Besides revenue from deals for local content, will the new products built by AI platforms deliver a meaningful audience back to the publisher sites that can be monetized? Social platforms allowed community-building and promoting a mix of free/regwalled/paywalled articles to drive audiences back to publisher sites. Search engines indexed quality content and required users to click to a publisher site to read beyond the byline and small snippet of text.  

As Google and Bing are infused with AI, will platforms seek to reward publishers beyond their initial payment by delivering audiences to publisher sites? Why would platforms willingly send audiences away from their own ecosystems? Will links to publisher sites remain clearly visible and will users be incentivized to click them if the AI engine fully answered their question?  

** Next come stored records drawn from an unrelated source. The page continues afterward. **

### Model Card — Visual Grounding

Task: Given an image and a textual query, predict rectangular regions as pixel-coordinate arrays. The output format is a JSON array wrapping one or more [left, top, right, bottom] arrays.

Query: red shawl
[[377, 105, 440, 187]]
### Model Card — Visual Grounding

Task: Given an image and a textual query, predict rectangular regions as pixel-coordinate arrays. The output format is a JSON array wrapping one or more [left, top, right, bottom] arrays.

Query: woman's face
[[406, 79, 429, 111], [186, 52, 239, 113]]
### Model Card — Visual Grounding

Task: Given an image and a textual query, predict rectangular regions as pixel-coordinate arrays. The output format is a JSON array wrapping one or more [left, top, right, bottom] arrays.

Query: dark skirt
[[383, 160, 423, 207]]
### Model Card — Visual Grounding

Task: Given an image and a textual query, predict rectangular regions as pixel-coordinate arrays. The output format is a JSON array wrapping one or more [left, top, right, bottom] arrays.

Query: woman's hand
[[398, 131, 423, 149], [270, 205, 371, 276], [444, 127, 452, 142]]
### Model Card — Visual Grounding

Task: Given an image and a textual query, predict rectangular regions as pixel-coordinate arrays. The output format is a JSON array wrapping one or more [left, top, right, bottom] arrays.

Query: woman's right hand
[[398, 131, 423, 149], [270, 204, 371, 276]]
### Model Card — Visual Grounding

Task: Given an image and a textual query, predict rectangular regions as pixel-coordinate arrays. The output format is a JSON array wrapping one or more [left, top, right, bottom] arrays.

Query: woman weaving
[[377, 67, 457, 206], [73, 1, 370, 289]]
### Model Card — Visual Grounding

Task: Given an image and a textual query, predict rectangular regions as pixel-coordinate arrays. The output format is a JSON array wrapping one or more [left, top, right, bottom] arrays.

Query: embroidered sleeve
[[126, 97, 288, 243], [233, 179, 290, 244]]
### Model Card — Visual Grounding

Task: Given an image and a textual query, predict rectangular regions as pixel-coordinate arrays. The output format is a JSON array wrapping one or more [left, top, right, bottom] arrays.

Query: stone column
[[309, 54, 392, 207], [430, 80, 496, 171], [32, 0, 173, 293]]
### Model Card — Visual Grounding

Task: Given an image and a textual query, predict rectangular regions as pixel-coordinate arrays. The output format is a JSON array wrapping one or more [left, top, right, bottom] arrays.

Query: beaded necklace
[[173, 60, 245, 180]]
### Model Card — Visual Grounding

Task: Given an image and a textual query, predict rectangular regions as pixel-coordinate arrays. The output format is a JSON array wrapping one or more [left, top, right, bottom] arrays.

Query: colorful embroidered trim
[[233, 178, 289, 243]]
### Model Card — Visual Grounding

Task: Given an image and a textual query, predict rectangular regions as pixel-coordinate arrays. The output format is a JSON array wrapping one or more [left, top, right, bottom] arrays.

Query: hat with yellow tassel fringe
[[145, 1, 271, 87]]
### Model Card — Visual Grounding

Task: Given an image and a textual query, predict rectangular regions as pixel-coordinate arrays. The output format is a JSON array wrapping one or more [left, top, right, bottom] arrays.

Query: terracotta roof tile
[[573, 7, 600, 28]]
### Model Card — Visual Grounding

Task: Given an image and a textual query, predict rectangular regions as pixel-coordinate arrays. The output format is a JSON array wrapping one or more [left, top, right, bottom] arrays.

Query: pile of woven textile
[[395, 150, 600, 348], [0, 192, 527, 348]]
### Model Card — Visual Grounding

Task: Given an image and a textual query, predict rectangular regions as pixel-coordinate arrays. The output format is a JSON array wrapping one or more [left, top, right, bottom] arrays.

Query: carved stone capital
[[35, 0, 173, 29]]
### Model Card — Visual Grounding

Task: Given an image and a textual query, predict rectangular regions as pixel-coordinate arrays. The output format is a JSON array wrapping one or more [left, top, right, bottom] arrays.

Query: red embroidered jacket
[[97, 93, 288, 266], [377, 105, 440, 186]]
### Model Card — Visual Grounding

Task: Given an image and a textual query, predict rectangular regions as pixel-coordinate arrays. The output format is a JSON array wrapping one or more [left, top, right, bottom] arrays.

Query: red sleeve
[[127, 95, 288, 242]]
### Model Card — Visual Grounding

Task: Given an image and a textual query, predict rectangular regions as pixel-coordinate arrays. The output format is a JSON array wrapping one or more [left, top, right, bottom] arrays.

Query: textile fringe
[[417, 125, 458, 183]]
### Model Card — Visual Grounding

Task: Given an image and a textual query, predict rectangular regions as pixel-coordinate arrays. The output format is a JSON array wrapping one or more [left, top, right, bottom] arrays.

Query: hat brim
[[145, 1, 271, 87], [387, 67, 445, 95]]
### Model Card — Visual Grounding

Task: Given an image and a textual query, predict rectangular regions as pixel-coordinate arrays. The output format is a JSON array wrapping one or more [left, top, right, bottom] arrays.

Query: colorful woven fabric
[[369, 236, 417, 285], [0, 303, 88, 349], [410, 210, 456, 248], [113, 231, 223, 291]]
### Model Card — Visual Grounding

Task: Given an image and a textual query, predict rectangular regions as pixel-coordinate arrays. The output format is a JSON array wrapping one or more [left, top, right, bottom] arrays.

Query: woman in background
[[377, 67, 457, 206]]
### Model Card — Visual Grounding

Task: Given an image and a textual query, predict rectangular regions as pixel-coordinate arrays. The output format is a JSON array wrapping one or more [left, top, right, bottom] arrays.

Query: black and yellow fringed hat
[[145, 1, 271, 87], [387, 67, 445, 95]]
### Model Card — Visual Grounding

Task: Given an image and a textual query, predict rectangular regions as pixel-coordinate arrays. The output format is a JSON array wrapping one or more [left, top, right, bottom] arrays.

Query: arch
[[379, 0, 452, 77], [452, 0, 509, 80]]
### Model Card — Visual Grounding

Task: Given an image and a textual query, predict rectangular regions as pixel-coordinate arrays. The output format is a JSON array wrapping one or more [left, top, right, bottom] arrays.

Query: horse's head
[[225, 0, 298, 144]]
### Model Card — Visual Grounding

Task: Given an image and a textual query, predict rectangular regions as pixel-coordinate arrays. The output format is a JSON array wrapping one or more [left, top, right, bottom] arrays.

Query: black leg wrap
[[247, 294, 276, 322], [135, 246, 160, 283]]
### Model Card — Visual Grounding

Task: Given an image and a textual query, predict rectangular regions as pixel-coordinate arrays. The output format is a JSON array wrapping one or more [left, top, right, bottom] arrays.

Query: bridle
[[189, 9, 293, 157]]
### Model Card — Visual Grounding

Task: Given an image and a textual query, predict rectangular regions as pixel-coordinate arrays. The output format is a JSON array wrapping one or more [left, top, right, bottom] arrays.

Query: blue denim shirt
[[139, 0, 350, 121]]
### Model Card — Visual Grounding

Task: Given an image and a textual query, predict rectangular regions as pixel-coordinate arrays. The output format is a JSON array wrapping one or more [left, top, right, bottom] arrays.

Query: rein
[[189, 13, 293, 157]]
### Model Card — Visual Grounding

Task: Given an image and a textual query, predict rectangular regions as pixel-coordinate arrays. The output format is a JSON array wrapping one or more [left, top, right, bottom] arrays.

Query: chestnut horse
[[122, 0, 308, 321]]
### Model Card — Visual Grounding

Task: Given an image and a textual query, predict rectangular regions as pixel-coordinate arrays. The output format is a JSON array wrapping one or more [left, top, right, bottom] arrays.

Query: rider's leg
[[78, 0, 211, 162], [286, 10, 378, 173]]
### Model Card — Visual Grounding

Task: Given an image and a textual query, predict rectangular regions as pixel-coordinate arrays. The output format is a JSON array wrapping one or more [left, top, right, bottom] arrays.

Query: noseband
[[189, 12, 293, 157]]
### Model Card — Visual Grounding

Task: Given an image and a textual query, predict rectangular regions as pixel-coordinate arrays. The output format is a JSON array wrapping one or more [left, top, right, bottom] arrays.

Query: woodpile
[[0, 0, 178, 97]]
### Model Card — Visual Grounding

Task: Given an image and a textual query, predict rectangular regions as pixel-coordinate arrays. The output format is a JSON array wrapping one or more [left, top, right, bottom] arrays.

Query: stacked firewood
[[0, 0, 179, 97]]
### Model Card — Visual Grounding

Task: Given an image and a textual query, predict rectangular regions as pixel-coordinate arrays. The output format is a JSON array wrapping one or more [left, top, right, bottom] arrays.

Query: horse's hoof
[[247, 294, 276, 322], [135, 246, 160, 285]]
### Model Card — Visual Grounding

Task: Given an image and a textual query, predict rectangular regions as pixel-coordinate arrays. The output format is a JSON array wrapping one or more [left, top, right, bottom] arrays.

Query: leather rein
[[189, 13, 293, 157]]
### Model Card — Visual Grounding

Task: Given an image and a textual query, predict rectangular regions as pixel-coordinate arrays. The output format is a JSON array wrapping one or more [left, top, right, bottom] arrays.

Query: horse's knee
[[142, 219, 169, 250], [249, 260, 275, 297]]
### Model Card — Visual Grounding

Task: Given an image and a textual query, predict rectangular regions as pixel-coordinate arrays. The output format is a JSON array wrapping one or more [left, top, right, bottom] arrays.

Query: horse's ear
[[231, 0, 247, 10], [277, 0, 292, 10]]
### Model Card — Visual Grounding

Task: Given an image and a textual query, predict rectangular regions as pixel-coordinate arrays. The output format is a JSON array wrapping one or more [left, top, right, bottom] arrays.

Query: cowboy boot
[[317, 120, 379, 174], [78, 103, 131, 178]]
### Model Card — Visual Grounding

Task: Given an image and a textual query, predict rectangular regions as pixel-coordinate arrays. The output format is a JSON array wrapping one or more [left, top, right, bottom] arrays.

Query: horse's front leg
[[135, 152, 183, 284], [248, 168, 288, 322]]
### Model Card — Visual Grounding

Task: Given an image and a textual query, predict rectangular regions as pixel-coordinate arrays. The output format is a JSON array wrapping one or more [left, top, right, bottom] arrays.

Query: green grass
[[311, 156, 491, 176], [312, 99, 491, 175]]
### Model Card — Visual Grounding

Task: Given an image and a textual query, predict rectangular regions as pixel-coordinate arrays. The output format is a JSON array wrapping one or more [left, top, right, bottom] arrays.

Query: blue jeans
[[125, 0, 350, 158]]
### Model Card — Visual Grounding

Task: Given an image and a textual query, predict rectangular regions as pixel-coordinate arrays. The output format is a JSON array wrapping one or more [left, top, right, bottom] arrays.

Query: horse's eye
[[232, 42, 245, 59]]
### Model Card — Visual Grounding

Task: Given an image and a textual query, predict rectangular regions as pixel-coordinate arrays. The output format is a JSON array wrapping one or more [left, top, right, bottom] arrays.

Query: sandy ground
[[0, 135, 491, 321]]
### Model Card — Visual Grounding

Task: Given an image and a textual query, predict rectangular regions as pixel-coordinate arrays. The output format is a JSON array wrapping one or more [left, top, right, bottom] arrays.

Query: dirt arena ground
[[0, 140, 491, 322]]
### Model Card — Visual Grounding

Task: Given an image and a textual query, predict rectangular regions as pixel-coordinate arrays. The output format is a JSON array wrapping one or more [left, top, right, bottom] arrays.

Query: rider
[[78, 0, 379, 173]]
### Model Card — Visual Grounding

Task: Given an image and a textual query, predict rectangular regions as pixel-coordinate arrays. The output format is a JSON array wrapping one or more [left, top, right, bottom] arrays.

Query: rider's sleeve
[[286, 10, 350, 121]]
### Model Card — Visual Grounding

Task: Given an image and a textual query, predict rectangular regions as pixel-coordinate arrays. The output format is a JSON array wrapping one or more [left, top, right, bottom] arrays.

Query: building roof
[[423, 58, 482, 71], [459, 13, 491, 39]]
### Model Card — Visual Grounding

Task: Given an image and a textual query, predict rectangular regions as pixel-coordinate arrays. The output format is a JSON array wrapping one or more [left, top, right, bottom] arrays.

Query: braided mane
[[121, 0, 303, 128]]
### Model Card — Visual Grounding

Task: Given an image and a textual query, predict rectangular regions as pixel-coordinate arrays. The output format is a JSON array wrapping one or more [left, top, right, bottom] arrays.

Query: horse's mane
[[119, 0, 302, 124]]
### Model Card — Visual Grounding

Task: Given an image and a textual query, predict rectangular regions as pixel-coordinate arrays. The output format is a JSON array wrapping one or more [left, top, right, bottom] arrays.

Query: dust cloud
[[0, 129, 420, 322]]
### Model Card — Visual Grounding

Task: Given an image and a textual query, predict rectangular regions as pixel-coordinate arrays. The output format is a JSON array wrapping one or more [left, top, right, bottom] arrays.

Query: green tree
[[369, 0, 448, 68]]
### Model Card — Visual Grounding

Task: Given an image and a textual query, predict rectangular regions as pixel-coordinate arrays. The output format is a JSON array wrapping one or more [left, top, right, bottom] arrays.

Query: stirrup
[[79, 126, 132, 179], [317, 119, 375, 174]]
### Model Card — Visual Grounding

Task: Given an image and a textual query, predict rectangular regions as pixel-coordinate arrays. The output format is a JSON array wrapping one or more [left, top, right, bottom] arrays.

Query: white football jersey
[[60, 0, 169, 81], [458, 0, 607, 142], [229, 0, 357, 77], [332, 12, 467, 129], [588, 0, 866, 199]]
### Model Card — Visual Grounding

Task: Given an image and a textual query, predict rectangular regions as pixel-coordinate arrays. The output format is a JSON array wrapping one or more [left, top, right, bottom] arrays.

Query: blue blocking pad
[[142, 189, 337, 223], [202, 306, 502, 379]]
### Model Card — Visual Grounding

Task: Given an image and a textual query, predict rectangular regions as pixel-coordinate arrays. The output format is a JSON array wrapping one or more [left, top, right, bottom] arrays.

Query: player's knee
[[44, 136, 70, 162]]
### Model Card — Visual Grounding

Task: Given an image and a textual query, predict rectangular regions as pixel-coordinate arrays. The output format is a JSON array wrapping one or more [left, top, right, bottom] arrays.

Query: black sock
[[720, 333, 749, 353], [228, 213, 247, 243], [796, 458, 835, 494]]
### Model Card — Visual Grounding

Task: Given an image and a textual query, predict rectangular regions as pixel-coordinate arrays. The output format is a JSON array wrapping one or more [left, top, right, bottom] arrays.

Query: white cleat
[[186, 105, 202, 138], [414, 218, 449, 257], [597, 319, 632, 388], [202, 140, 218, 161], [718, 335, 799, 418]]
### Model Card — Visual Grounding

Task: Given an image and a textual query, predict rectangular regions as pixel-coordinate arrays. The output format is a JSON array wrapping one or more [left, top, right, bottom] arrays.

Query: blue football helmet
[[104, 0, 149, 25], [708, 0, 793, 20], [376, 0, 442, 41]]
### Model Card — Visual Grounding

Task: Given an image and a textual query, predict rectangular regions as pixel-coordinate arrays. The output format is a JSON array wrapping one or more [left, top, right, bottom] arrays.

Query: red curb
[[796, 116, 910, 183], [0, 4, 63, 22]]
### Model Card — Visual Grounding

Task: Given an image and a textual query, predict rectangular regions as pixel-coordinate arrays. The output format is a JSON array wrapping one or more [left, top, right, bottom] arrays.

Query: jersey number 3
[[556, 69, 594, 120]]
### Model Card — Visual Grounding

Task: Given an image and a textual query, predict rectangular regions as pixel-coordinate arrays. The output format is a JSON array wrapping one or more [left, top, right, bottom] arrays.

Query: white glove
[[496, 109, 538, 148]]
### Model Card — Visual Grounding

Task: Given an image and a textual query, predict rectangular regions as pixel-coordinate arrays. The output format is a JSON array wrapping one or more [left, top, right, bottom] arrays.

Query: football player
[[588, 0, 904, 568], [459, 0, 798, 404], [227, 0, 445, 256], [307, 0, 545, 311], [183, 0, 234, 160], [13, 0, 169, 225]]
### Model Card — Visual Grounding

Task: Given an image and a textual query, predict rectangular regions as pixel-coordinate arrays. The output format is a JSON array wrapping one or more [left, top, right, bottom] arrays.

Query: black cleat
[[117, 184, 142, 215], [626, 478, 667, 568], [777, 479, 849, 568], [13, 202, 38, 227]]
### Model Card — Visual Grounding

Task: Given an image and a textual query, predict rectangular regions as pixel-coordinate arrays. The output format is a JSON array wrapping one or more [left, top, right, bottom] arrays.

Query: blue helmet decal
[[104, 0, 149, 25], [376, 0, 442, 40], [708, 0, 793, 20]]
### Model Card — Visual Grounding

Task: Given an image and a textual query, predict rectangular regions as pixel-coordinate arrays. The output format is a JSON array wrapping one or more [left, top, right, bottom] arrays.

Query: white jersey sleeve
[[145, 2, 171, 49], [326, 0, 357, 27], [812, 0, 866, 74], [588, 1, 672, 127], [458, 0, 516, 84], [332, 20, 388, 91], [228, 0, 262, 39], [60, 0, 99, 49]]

Whether the LLMs will accurately answer user questions is a topic for another blog post, but if the answers on the AI platforms are presented as fact-checked, presented as accurate, and seem reasonably accurate to the average user, will users ever feel the need to click to the original publisher source? 

So far, visits from search engines have remained unchanged over the last 13 months for the average local news publisher. Google remains a dominant and consistent source of page views for many publishers. Microsoft’s Bing search engine remains relatively small for the average local news publisher as do platforms like LinkedIn and TikTok.  New products built by the platforms, consumer habits, and time will tell if the deals struck in 2023-24 hit the mark on the value exchange.  


A “dual mandate” is not a new concept for publishers. They need platforms to bring audiences to their sites and maximize advertising revenue opportunity. However, building direct relationships with readers undoubtedly leads to the greatest subscription revenue opportunity. Investing in core products, such as newsletters, apps, and unique content remain keys to success for reader revenue.  

The good news? LLMs, over time, will need fresh data from publishers to drive the next round of innovation and maintain their competitive advantage. When the bargain needs renewal, if platforms have been successful in monetizing audiences built on top of unique local content, publishers will have an advantage at the negotiating table.